A hamburger, fries and a Coke could easily cost $10! I spent five weeks
in Tahiti, during which time my partner, Dean, and good friend, Gale, visited
me. Other islands visited in the Society Islands included Moorea (again),
Huahine, Raitea, Taha’a and Bora Bora. Total
time spent in French Polynesia was three months.
|
|
Jay and Phoebe from Australia
joined Knot Yet in Huahine. Four
days after departing Bora Bora we arrived at Rarotonga in the Cook Islands.
The Cook Islands were uniformly loved by cruisers for the same reasons:
low prices and English-speaking residents who were very welcoming to “yachties”.
I celebrated my 60th birthday there in the company of many
friends. David from New Zealand
joined Knot Yet in the Cook Islands, for a total complement of
four.
One week later we departed for
Niue, “The Rock of Polynesia”. Niue
is a raised coral atoll, which looms about 30 feet above the water.
The island contained very interesting eroded limestone formations at the
shoreline and a number of caves on the island.
This was another place which was very welcoming to the yachties.
The next destination was the
Vavau Group of islands in the Kingdom of Tonga.
Once inside the island group the sailing was ideal:
flat water and good winds. The
area was somewhat reminiscent of the San Juan Islands, but with palm trees
instead of pines. One of the more
unusual sights in Tonga were pigs sniffing out food on the reefs and low tide
and walking down the main streets of the village at any time!
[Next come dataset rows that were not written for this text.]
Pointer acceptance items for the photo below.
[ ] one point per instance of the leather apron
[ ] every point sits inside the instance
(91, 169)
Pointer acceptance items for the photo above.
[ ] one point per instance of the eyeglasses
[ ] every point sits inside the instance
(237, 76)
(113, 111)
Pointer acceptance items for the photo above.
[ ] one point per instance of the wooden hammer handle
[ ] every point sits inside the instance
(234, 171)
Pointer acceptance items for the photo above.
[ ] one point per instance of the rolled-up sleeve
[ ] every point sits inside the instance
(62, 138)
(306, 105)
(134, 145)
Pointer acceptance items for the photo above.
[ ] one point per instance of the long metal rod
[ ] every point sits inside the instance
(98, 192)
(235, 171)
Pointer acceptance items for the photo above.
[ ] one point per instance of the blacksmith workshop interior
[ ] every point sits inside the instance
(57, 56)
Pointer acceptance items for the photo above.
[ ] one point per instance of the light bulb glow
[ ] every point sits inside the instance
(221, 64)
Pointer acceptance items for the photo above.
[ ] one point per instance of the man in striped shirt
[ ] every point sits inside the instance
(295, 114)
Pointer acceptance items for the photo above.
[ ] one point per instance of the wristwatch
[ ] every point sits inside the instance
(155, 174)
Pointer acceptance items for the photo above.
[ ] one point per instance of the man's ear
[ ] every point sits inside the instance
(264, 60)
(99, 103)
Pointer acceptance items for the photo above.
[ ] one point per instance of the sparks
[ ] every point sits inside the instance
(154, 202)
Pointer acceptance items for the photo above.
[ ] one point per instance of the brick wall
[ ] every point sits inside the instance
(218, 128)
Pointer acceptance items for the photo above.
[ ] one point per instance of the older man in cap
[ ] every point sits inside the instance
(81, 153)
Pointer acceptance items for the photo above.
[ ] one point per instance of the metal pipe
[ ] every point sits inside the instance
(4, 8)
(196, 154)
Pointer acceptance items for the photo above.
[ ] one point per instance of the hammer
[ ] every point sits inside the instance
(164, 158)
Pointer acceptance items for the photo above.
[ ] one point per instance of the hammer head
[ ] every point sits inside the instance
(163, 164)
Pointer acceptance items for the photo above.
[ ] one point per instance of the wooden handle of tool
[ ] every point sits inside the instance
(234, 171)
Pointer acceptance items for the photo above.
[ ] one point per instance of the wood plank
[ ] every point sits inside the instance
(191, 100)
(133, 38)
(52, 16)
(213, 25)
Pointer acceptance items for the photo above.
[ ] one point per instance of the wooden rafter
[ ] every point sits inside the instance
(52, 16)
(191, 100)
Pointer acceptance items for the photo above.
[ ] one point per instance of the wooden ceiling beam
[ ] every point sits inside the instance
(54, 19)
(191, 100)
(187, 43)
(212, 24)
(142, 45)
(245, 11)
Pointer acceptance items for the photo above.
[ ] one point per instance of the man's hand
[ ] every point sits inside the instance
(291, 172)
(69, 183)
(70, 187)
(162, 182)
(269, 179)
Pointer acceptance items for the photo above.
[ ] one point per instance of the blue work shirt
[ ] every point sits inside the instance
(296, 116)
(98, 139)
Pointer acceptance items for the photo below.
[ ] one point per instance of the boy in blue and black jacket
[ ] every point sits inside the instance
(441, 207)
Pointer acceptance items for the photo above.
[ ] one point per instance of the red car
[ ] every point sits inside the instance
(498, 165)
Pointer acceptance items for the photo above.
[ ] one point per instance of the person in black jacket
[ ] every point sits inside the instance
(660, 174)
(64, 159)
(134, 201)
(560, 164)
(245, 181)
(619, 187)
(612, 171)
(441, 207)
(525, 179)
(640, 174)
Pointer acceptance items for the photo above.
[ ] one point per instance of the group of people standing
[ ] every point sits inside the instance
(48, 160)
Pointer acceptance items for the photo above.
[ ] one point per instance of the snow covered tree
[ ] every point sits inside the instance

The people mostly had a subsistence existence, depending on fishing and
agriculture to support themselves. Jay
and Phoebe left Knot Yet in Tonga, and Tony from Ecuador joined David and myself
for the next passage.
The final leg of the year was
from Tonga to Fiji, a four-day trip. I
had mentioned to friends that the boat had enough range to motor the entire
distance, but I hadn’t hoped to do that.
However, because of the light winds we motored almost the entire
distance. The up-side was there
were no wind-induced waves, so that it was almost the calmest of all of the
passages. After several days in
Suva, the capital of Fiji, we departed for Vuda Point on the western shore of
the principal island, Viti Levu. The
boat remained in dry storage at Vuda Point from November 1998 until the
following May, while I traveled to the US and New Zealand.